O procedimento é conduzido pelo promotor de Justiça Felipe Kreutz e tem como objetivo verificar se há falhas na forma como as penalidades estão sendo aplicadas aos usuários das rodovias. A iniciativa ocorreu após tentativas de diálogo entre o Ministério Público e representantes do governo estadual que não resultaram em medidas consideradas suficientes para evitar autuações indevidas.
No sistema free flow, o valor do pedágio é registrado automaticamente quando o veículo passa pelos pórticos instalados nas rodovias. Após a passagem, o motorista dispõe de até 30 dias para efetuar o pagamento por meio de plataformas digitais disponibilizadas pelas concessionárias. Caso a quitação não seja realizada dentro desse período, é aplicada multa por infração grave, com valor de R$ 195,23, além de pontos na carteira de habilitação.
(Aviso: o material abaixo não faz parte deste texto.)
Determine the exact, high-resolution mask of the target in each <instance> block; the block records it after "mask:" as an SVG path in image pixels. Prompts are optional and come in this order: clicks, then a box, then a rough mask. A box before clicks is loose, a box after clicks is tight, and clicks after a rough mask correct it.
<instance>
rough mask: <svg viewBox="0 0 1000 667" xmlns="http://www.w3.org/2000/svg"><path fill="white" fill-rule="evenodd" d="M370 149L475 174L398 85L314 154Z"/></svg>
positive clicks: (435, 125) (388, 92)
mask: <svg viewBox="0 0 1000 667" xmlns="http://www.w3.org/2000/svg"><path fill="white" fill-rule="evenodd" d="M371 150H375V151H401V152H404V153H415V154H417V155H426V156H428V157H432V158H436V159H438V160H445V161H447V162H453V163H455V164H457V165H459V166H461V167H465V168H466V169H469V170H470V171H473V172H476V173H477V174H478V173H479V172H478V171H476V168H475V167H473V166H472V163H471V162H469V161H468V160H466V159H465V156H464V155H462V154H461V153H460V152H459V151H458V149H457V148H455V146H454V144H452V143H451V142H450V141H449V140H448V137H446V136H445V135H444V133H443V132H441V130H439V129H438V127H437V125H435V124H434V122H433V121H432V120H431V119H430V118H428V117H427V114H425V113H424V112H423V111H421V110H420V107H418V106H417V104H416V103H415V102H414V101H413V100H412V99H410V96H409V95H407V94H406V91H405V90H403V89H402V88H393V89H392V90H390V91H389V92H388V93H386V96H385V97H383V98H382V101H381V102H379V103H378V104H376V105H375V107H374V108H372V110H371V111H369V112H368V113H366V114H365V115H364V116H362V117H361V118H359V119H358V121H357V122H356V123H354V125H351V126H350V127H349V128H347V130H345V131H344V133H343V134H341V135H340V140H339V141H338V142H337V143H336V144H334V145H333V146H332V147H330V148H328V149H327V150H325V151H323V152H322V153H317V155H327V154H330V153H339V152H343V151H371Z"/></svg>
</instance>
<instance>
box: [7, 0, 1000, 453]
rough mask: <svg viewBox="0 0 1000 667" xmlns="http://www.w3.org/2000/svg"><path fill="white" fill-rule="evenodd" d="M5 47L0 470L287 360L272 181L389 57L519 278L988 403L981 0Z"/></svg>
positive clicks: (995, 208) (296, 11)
Durante a tramitação do inquérito, o Ministério Público apresentou duas sugestões ao governo estadual como forma de reduzir a incidência de penalidades. Uma das propostas prevê que os condutores sejam informados previamente sobre a passagem pelos pontos de cobrança e sobre eventual débito antes da aplicação da multa. A outra medida sugere que o pagamento da tarifa após o prazo estabelecido possa ser considerado como argumento em eventual defesa administrativa, evitando a autuação automática.
Paralelamente a esse procedimento, a Promotoria de Defesa do Consumidor conduz outra investigação voltada à análise da transparência das informações fornecidas aos usuários sobre o funcionamento do sistema de cobrança automática nas rodovias.
Como parte das primeiras diligências, o Ministério Público solicitou esclarecimentos ao Departamento Autônomo de Estradas de Rodagem (Daer) e à Procuradoria-Geral do Estado (PGE). O Daer deverá detalhar, em prazo determinado, os procedimentos adotados para identificar a infração prevista no artigo 209-A do Código de Trânsito Brasileiro, incluindo os mecanismos utilizados para acesso e verificação dos registros gerados pelos pórticos de cobrança.
Já a Procuradoria-Geral do Estado deverá apresentar informações sobre os recursos financeiros relacionados à chamada Conta Multa prevista no contrato de concessão das rodovias. Entre os dados solicitados estão o saldo atual do fundo, os valores repassados às concessionárias para compensação de inadimplência no ano de 2025 e a destinação desses recursos.